Of course, no one loves their bookmaker, but the recent actions of the regulators do seem remarkably counter-productive. Yes, overall client losses have fallen in the last 6 months or so where the UK/Euro companies are concerned, but the data carefully collected by the FCA misses one glaring fact: clients are now far more likely to sign up with dubious operators from the less onerous parts of the globe where leverage is still available and these revenues are being neither reported or regulated (nor taxed!).
Simon Denham has over twenty years of industry experience in the retail broking industry. In 2003 he founded and was CEO of Capital Spreads (part of London Capital Group) and most recently founded Mercor Index which was acquired by TigerWit in 2018. His insights and comments on global financial markets regularly appear in national press across print, online and broadcast.

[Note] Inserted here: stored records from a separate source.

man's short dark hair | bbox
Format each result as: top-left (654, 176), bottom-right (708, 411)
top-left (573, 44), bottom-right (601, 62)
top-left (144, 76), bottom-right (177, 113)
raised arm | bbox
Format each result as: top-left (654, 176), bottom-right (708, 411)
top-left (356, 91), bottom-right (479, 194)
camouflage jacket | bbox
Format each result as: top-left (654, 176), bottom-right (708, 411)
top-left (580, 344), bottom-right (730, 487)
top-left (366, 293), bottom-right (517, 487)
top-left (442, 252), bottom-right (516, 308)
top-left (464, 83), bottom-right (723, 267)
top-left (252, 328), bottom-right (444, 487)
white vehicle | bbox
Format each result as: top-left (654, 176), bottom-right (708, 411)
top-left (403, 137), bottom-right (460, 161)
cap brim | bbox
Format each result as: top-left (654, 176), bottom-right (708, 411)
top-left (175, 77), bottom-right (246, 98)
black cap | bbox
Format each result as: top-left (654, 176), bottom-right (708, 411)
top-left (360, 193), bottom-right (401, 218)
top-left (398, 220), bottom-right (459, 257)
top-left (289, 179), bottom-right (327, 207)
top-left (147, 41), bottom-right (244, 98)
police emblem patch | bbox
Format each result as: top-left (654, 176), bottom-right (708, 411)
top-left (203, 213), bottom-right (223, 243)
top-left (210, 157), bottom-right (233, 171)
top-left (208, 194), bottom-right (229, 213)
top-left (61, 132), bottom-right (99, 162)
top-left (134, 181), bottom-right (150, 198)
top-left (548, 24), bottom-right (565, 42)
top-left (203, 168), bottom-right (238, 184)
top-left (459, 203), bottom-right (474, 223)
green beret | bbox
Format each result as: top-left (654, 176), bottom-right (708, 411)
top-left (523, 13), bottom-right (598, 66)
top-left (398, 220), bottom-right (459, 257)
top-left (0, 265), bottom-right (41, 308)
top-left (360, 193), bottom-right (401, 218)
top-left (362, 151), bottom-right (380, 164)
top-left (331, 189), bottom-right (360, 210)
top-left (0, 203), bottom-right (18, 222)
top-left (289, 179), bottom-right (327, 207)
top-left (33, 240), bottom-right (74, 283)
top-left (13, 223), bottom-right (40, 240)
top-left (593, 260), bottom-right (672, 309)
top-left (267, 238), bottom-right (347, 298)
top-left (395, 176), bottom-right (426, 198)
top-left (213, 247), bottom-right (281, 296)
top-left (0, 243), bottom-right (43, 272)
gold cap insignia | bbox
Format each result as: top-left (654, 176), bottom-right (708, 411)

One thing I do disagree with Simon on though is that I do love my bookmaker. I don’t bet often and overall lose money, but I do it because I enjoy it (which is why people trade). So when I do I use Spreadex. Always have done, always will (at least since IG sold their sports book to them anyway). When I’m at the races I like to bet on the winning distances between 1st and 2nd place (so I’m, always cheering for the winner to win by the most). Whenever I get a tip from someone who claims to know what they are talking about, I short the horse on an 0-50 index. Mainly because, horse tips are even more useless than stock tips. As with trading, it’s how you manage execution and your portfolio that matters, not so much what you buy and sell. Read the Art of Execution, you’ll see what I mean.